Revista "MUNDO e MISSÃO"

Fome

16 milhões com sede

Hélio Pedroso

Além das guerras étnicas, a África corre outro grande risco: a disputa pela água para assegurar o suficiente para o povo e seus animais. Uma catástrofe que pode agravar ainda mais os sofrimentos do povo africano

São milhares de quilômetros - numa extensão que vai da região dos Grande Lagos ao Mar Vermelho - que compõem a faixa da seca. Essa seca foi provocada pela escassez e pelo atraso das grandes chuvas características da região central da África, mas também pelas inúmeras guerras que fizeram milhares de pessoas abandonar os campo, fugindo dos exércitos beligerantes. Nessa faixa de terra, existem cerca de 16 milhões de pessoas (a estimativa é difícil, por causa dos conflitos que já duram dezenas de anos), entre homens, mulheres e crianças, ameaçados pela fome porque não houve colheitas e os rebanhos começam a definhar.
A ONU calcula que seriam necessários, dentro de poucos meses, 300 milhões de dólares para amenizar a situação, mas esse dinheiro não existe. Na tentativa de fazer alguma coisa, o Projeto Alimentar Mundial - PAM -, está limitando a ajuda a outros países e destinando-a a essas localidades onde a guerra, a seca e o abandono dos campos estão colocando tudo a perder.

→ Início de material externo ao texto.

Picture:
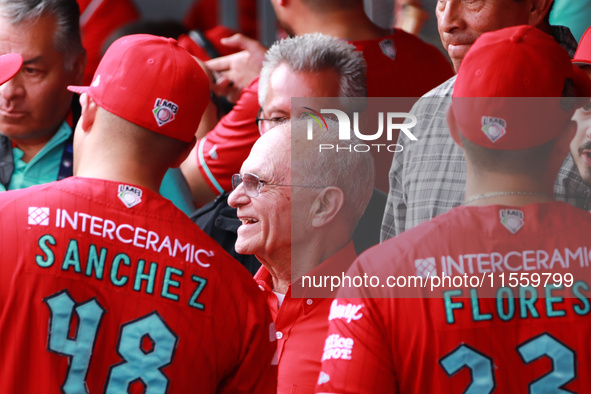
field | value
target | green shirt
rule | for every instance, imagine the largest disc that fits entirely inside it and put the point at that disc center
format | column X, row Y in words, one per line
column 44, row 168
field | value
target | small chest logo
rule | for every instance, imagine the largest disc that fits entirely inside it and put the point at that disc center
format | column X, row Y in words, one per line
column 388, row 48
column 493, row 128
column 38, row 216
column 164, row 111
column 512, row 219
column 130, row 195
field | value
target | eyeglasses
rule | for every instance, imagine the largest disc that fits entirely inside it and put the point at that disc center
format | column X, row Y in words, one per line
column 265, row 125
column 252, row 184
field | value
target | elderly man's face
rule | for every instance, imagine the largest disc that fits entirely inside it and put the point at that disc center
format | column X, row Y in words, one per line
column 461, row 22
column 580, row 147
column 35, row 102
column 266, row 219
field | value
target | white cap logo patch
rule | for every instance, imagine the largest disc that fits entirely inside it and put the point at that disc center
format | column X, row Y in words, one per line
column 39, row 216
column 512, row 219
column 493, row 128
column 164, row 111
column 130, row 195
column 388, row 48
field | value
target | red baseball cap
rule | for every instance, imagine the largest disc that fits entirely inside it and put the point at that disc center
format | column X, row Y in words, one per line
column 9, row 66
column 583, row 53
column 515, row 89
column 152, row 82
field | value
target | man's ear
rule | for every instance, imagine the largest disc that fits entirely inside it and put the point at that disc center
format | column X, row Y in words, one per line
column 184, row 154
column 89, row 109
column 539, row 10
column 326, row 206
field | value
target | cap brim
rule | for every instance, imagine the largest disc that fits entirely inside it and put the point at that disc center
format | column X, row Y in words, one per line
column 10, row 64
column 78, row 89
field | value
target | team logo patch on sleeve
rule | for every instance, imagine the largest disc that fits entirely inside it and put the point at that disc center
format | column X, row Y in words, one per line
column 39, row 216
column 164, row 111
column 130, row 195
column 512, row 219
column 493, row 128
column 388, row 48
column 426, row 267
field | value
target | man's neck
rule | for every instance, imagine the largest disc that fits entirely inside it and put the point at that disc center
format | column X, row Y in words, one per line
column 500, row 189
column 31, row 147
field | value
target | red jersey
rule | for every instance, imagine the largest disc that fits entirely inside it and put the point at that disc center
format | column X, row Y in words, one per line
column 105, row 285
column 301, row 325
column 98, row 20
column 518, row 340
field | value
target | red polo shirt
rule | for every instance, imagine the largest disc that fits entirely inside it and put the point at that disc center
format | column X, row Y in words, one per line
column 301, row 325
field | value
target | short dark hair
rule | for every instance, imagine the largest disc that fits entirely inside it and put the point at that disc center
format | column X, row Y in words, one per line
column 67, row 38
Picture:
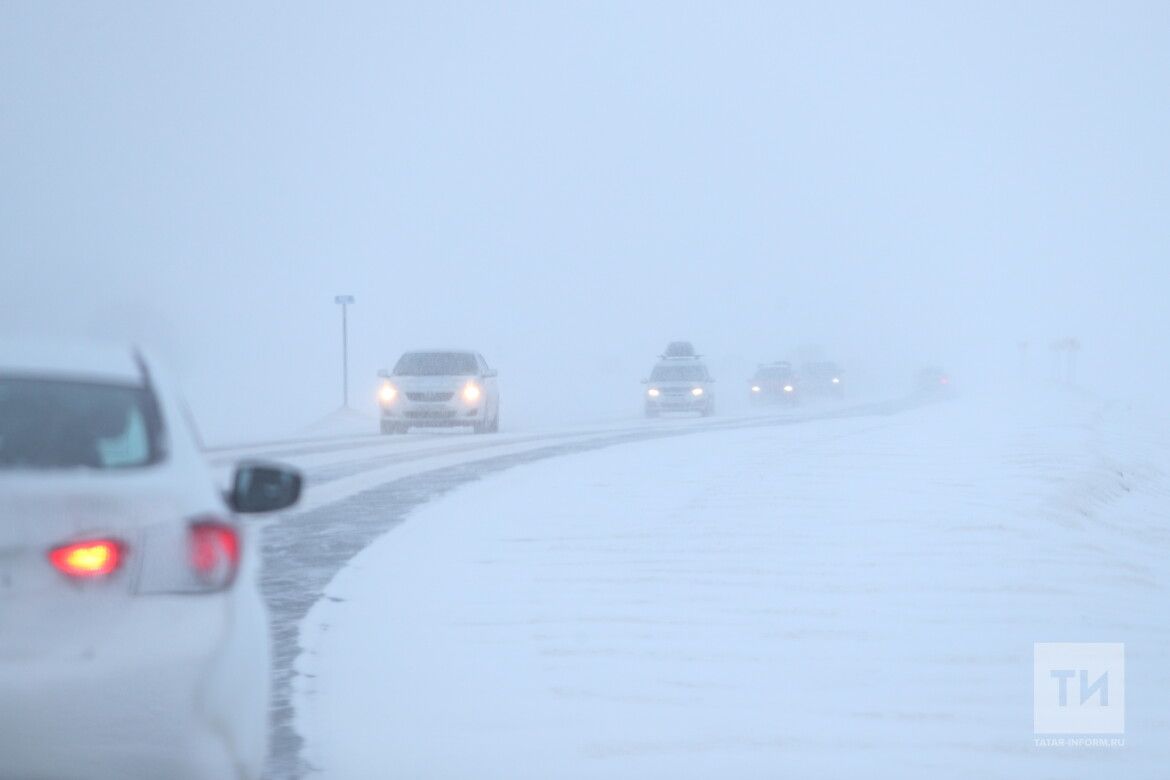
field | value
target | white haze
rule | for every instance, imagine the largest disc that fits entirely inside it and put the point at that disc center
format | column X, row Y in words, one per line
column 565, row 187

Os países na faixa de risco

Burundi é um país com sete anos de guerra civil, em busca de uma paz difícil (ver nº 46 de Mundo e Missão). Além dessa guerra, nos arredores da capital Bujumbura, embora os números não sejam confirmados pelo governo tutsi, há mais de 400 mil pessoas vivendo nos campos de refugiados e que, dificilmente, recebem comida diária suficiente para sobreviver.
No sul do país, antigamente próspero pelos pastos e cultivo de café, também são evidentes os efeitos da seca e a escassez de alimentos já chegou ao nível mais baixo. Juntando o número dos refugiados nos campos, mais 550 mil da província de Kirundo e outros habitantes espalhados pelas diversas províncias, seria quase um milhão e meio de pessoas correndo risco de vida.
Na Tanzânia, as colheitas foram gravemente comprometidas pelo atraso das chuvas e o PAM já está assistindo 50 mil pessoas, mas, nos próximos meses, este número deve crescer assustadoramente. Meio milhão dos "prófugos da água" estariam entre Ruanda e Uganda. Mais grave é a situação do Quênia onde o fenômeno de desertificação aumenta a cada ano: em 1965, 260 mil pessoas viviam em zonas de seca; agora, são 3,3 milhões, dentre os quais, um milhão de crianças. Isso começa a provocar conflitos entre as tribos que vivem do pastoreio de cabras e bois e precisam de água para os animais e as tribos residentes nesses lugares, que defendem seu território com unhas e dentes contras esses invasores.
A falta de chuva e o esvaziamento dos lagos artificiais já obriga ao racionamento de eletricidade, há mais de dez meses. No Sudão, devido à guerra do sul contra o norte e no chamado Chifre da África (Eritréia, Somália e Etiópia), a situação é caótica pelos deslocamentos de massas humanas para fugir das guerras e da escravidão, pelo abandono dos campos e pela escassez de chuvas. Numericamente, o caso mais grave é o da Etiópia, país de clima semi-árido e montanhoso, onde a subnutrição atinge 10 milhões de moradores, conferindo-lhe o ante-penúltimo lugar na escala mundial da pobreza. Mais de 50 mil pessoas vivem no árido território da Eritréia e, na Somália.
Diante de tantos problemas, a ONU declara-se impotente e pede ajuda aos países ricos. Estes, porém, estão cada vez mais reticentes em dar dinheiro à África, após os contínuos fracasso das ajudas anteriormente enviadas.

O futuro trágico

Dentro de alguns anos, um entre dois africanos terá a sua porção de água necessária para sobreviver reduzida pela metade ou até menos. Hoje, calcula-se que uma pessoa necessita de mil metros cúbicos de água, ao ano, para sobreviver, todavia, as previsões afirmam que vários países do mundo deverão sobreviver com muito menos. Há controvérsias, mas tudo indica que mais de 12 países africanos terão que enfrentar o problema da falta de água para suas populações, talvez até através de conflitos, em particular, onde existem as grandes reservas de água, como as regiões dos grandes lagos e dos grandes rios. Exemplo disso é o rio Nilo, sobre o qual a Etiópia reclama justos direitos de reservas, visto que em seu território nasce o Nilo Azul, responsável pelo fornecimento de 85% das águas de todo o rio. Essas reivindicações contrariam os interesses do Sudão e do Egito, pelos quais passa o rio, que não estão dispostos a ceder. Outro conflito está se criando entre Angola, Namíbia e Botsuana que dependem do rio Cuito para a agricultura. Sendo pobres, e precisando centenas de toneladas de água ao longo do ano, esses países não se podem dar ao luxo de importar grãos e muito menos água.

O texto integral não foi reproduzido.